One hears of people being haunted by the fear that perhaps they have lost their salvation, that on Monday morning they were saved, but by Saturday evening they were not sure, because they had a bad week. But one cannot lose one’s salvation like one loses one’s car keys. Salvation does not gradually evaporate like morning dew. One can drift away over time, of course, but this drift involves making decisions. One decides to forego prayer and to stay away from church; one decides to drift.
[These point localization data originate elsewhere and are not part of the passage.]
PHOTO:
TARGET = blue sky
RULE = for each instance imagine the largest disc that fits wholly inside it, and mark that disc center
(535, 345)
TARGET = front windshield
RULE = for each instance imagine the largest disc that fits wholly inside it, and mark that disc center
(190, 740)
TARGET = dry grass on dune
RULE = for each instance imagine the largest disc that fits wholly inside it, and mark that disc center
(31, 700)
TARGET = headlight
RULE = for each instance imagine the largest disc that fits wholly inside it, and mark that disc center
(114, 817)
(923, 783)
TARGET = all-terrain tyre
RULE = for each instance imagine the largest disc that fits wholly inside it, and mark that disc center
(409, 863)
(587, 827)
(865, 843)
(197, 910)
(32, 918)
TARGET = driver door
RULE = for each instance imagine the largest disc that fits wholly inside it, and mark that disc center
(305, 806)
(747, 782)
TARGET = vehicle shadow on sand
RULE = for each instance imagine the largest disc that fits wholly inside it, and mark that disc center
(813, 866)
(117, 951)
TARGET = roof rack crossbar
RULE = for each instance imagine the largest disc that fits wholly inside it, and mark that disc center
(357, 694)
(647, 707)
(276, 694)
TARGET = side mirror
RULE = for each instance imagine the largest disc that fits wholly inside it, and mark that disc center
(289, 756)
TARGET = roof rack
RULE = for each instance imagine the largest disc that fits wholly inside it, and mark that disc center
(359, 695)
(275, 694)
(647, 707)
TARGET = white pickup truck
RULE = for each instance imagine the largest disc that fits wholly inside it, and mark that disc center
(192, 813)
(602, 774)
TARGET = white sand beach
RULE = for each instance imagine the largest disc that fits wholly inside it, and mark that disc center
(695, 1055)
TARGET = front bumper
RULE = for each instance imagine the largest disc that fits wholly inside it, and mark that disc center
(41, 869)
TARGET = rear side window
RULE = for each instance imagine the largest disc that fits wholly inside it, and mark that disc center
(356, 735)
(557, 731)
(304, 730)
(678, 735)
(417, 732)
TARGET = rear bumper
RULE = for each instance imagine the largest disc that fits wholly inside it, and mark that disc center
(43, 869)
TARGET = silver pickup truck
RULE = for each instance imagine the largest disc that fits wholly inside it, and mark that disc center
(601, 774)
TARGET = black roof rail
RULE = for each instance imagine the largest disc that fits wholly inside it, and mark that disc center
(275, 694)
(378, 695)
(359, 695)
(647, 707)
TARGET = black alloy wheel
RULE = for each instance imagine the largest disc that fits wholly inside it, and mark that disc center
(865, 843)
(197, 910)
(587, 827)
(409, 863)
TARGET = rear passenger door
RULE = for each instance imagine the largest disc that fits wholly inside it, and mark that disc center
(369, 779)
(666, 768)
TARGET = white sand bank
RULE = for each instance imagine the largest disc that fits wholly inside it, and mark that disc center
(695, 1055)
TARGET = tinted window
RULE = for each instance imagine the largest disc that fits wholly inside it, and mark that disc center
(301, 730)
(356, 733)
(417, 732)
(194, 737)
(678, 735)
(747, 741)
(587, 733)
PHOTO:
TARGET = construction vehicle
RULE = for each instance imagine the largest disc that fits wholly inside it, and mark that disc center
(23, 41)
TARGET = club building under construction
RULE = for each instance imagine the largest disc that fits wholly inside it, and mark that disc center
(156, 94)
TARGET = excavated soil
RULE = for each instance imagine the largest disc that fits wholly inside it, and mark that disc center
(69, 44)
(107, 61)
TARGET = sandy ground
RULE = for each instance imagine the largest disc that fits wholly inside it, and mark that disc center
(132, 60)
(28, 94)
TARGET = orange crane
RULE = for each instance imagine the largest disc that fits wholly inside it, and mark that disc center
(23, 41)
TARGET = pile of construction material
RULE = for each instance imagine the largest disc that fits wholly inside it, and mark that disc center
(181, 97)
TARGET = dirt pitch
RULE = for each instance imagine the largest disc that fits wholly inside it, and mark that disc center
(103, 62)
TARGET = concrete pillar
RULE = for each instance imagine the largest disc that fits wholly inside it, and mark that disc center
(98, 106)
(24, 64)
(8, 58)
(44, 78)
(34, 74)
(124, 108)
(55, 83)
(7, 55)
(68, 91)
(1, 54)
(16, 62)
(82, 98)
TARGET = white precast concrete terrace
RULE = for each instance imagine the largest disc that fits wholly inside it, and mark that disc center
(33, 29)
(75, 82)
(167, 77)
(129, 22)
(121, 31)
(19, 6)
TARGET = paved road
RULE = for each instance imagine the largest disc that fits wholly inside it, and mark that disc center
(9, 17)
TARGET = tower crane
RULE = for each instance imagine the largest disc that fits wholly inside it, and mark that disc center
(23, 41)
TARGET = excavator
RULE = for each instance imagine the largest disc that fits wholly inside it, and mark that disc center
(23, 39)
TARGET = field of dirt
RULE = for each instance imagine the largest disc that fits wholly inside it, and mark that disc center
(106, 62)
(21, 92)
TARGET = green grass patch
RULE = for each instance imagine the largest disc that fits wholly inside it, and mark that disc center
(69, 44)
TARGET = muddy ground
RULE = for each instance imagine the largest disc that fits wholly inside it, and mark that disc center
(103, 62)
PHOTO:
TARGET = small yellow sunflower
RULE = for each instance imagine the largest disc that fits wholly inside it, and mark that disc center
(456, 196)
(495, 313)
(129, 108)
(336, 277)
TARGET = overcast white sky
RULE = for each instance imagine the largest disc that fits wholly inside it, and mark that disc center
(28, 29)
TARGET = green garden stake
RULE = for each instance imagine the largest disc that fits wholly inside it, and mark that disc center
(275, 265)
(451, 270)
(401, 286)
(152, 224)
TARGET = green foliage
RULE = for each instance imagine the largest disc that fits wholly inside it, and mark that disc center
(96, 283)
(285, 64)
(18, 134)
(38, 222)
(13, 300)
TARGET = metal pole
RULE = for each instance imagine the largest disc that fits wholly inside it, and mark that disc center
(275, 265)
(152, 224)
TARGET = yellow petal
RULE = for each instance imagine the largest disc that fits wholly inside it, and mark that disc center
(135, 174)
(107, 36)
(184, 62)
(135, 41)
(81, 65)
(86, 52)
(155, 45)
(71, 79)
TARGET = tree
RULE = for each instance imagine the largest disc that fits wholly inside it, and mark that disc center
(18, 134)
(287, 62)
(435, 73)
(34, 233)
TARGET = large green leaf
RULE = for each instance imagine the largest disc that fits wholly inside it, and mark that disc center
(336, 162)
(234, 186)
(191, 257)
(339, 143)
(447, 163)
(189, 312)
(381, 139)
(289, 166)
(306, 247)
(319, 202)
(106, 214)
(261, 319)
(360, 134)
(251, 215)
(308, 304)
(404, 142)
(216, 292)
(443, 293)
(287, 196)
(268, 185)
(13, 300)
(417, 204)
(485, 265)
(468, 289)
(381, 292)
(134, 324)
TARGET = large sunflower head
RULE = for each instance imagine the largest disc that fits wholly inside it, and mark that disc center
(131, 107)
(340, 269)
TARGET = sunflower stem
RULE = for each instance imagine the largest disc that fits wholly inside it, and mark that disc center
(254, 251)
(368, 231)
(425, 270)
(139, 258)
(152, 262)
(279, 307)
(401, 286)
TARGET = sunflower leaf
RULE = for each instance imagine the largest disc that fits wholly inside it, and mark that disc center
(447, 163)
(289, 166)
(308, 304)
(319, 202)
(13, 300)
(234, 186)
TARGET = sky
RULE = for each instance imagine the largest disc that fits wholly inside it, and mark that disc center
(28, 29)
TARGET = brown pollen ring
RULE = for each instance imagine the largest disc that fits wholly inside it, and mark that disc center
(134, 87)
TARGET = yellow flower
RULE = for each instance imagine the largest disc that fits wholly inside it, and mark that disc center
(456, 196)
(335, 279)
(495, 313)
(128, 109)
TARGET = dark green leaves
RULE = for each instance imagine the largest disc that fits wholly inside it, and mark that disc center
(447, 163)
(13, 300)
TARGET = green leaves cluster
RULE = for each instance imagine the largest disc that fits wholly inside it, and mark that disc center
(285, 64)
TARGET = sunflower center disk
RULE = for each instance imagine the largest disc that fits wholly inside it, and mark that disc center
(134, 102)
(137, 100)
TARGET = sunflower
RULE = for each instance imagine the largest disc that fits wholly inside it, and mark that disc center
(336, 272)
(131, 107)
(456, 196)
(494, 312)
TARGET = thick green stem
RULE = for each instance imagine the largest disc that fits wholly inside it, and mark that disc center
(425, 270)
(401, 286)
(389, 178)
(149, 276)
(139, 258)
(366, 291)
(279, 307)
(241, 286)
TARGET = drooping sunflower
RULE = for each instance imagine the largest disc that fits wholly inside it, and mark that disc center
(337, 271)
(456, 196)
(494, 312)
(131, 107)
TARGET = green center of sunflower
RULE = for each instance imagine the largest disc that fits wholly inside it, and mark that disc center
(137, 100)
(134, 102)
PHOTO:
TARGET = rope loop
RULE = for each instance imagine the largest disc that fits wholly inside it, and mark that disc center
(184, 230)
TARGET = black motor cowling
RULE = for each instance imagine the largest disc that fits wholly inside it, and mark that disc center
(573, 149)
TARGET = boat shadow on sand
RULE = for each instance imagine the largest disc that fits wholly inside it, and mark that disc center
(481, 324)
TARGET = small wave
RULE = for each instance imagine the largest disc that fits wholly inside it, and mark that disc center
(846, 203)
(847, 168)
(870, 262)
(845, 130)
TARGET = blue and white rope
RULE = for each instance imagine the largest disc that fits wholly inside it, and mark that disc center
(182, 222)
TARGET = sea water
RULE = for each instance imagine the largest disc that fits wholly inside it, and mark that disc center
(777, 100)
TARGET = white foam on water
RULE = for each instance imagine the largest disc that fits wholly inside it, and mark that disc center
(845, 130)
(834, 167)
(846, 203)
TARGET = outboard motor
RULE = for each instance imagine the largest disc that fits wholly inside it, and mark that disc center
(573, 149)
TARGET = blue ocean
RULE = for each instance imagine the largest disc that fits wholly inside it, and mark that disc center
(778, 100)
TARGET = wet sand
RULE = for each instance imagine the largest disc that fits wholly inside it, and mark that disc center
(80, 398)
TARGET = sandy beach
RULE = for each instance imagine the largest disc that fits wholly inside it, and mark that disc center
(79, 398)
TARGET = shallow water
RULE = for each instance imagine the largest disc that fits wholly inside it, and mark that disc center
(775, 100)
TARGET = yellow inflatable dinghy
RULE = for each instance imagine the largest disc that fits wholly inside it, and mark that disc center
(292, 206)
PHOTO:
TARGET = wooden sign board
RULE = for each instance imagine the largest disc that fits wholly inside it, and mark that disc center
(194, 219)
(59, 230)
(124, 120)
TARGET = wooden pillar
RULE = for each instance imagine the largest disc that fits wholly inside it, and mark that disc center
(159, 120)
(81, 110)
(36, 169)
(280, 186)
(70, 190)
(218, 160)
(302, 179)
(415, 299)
I suspect that the notion of Eternal Security was meant to function as a cure for the classic disease of scruples. If one does not trust God’s love and imagines that a deficit of devout feeling involves a loss of salvation, then Eternal Security serves to reassure that trembling soul that it needn’t fear such a loss of feeling. It overshoots itself, of course. It is possible to lose one’s salvation, but it takes more than simply having a bad week or feeling less enthusiastic about spiritual things than one did when first converted.

The trembling soul should not be given the false medicine of Eternal Security, but the true medicine of the Eucharist. Salvation is not just a single experience; it is also an ongoing journey. On that journey one continually returns to God for renewal, forgiveness, and cleansing. Penitent reception of the Eucharist assures us that we will be saved if we continue along the faithful Eucharistic path. It is as the Eucharistic prayer itself says: those who partake receive purification of soul, the remission of sins, the communion of the Holy Spirit, the fulfilment of the Kingdom of Heaven and boldness towards God. Standing every week at the Chalice, we are eternally secure.